Hazte extranjero en tu propia tierra

Si estás en el mundo sin ser del mundo, entonces tu condición es la de un habitante accidental. No te detengas demasiado tiempo en cada una de las estaciones de tu viaje –son momentáneas, inconsistentes. No te detengas construyendo un imperio o cambiando tu configuración para ser inmortal, pues la substancia en la que se sostiene la existencia también volverá a la nada de la que fue producida. ¡Cuántas ruinas se van amontonando sobre ruinas pasadas! No ha quedado nada. ¿Oyes sus voces? No confundas los textos demagógicos que hablan de esos pueblos con la gloria. Tan solo fue una ilusión pasajera la de su grandeza. Pensaron que nadie les observaba y se fueron hundiendo en sus transgresiones hasta que se hicieron demasiado pesadas, les inmovilizaron, detuvieron sus pasos y los aplastaron. No te detengas a analizar todas las causas de tal infortunio –es su mundo, no el tuyo.

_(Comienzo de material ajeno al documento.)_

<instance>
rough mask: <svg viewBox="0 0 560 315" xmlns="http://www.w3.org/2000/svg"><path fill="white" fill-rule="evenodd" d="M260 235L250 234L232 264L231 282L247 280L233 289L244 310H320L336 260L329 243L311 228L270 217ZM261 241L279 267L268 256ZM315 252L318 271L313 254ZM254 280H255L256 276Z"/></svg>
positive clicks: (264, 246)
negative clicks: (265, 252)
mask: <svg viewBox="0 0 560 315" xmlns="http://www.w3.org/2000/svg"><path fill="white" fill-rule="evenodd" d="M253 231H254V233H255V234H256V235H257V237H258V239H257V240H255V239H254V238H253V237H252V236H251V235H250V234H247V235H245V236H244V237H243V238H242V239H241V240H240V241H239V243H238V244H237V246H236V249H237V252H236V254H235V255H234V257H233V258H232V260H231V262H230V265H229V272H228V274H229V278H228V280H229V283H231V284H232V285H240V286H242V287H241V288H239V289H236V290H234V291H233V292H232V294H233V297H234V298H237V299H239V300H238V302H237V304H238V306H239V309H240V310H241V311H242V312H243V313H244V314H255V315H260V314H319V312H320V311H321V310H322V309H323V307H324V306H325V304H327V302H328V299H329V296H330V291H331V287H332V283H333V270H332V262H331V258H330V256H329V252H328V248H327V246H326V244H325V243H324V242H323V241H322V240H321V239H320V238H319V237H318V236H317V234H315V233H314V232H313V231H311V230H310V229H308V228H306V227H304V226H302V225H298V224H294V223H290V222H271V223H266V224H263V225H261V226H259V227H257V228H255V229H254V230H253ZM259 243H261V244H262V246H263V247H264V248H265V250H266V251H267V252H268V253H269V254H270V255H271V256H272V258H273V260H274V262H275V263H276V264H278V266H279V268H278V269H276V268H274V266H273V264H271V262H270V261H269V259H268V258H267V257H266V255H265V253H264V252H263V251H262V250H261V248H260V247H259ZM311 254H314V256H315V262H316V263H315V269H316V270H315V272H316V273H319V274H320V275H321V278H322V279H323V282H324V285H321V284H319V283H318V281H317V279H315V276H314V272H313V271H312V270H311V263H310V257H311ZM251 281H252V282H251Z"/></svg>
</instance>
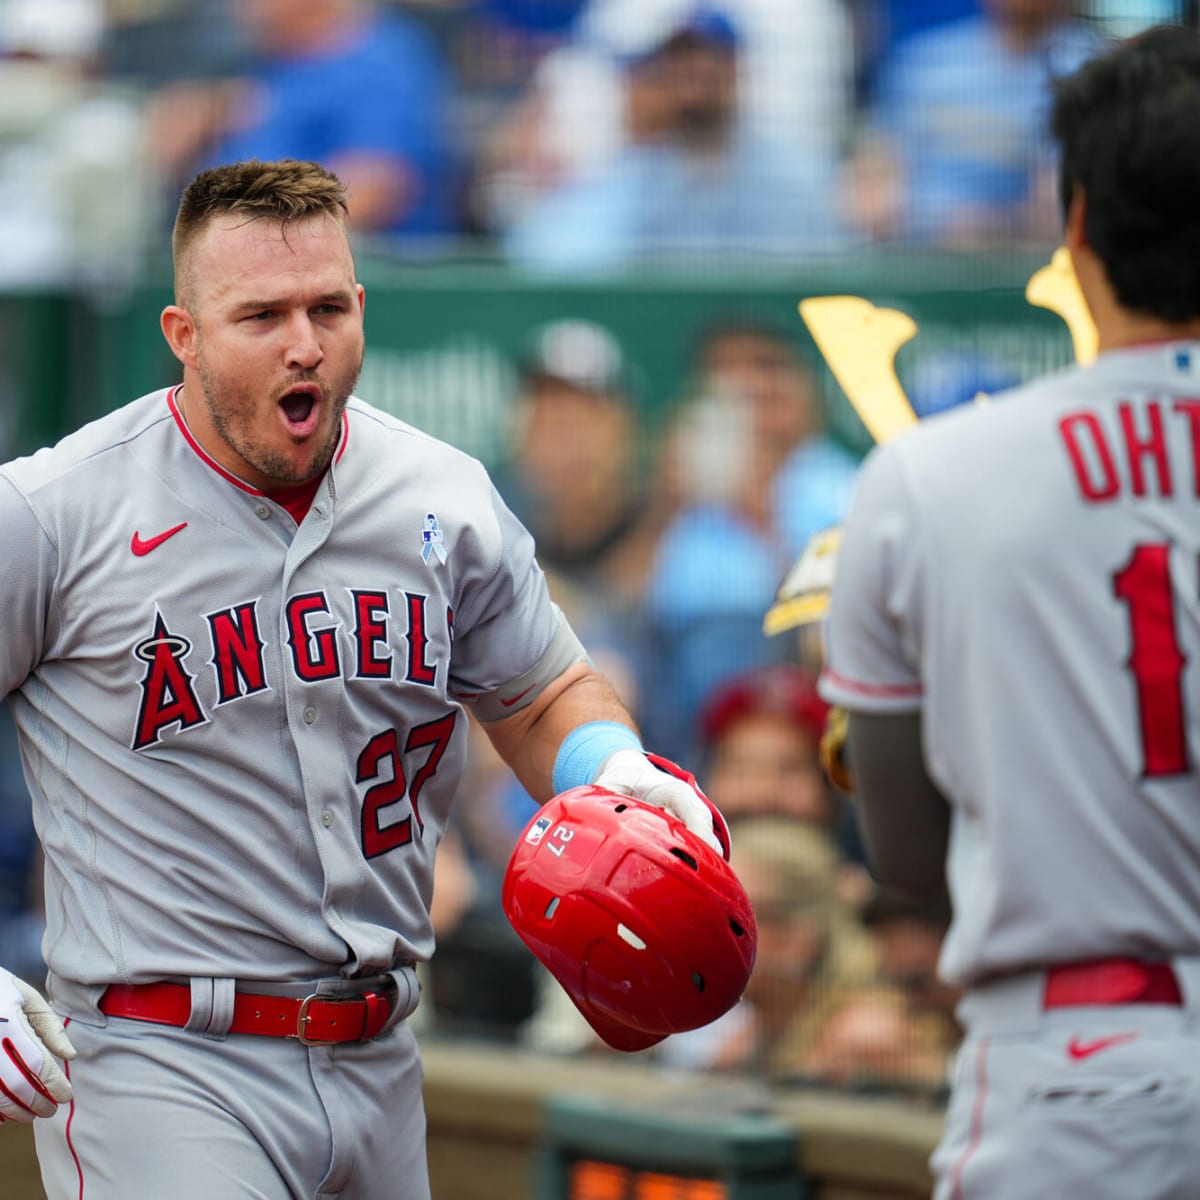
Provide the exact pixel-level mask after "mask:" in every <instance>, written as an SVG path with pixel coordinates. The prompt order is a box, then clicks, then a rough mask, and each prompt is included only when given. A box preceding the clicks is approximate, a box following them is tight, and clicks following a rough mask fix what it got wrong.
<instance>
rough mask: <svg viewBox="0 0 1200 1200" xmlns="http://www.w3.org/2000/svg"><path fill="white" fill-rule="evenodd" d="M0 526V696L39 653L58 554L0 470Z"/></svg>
mask: <svg viewBox="0 0 1200 1200" xmlns="http://www.w3.org/2000/svg"><path fill="white" fill-rule="evenodd" d="M0 530H2V533H0V547H2V568H0V613H2V618H0V619H2V620H4V637H0V696H7V695H8V694H10V692H11V691H13V690H16V689H17V688H19V686H20V684H22V683H23V682H24V680H25V678H26V677H28V676H29V673H30V671H32V670H34V667H35V666H36V665H37V662H38V661H40V660H41V658H42V655H43V647H44V646H46V642H47V637H48V628H49V612H50V599H52V595H53V589H54V576H55V572H56V570H58V552H56V550H55V548H54V545H53V544H52V542H50V539H49V538H48V536H47V534H46V530H44V529H43V528H42V526H41V523H40V522H38V520H37V517H36V516H35V514H34V510H32V509H31V508H30V505H29V502H28V500H26V498H25V497H24V496H23V494H22V492H20V491H19V490H18V488H17V487H16V485H14V484H13V482H12V480H11V479H8V478H7V476H6V475H5V474H4V473H2V472H0Z"/></svg>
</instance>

Caminas por los campos que recorrías en tu juventud. Y lo haces como un extranjero que acaba de llegar a ese lugar. La extrañeza que sientes, la extrañeza que te hace sentir tu gente es el motor de la búsqueda que has emprendido. A partir de ahora vivirás en un permanente exilio. No eres de este mundo. Apenas dejan huellas tus pasos. No heredes de sus manos. Deja todo como lo encontraste. Pronto saldrás de esta bóveda hacia la luz.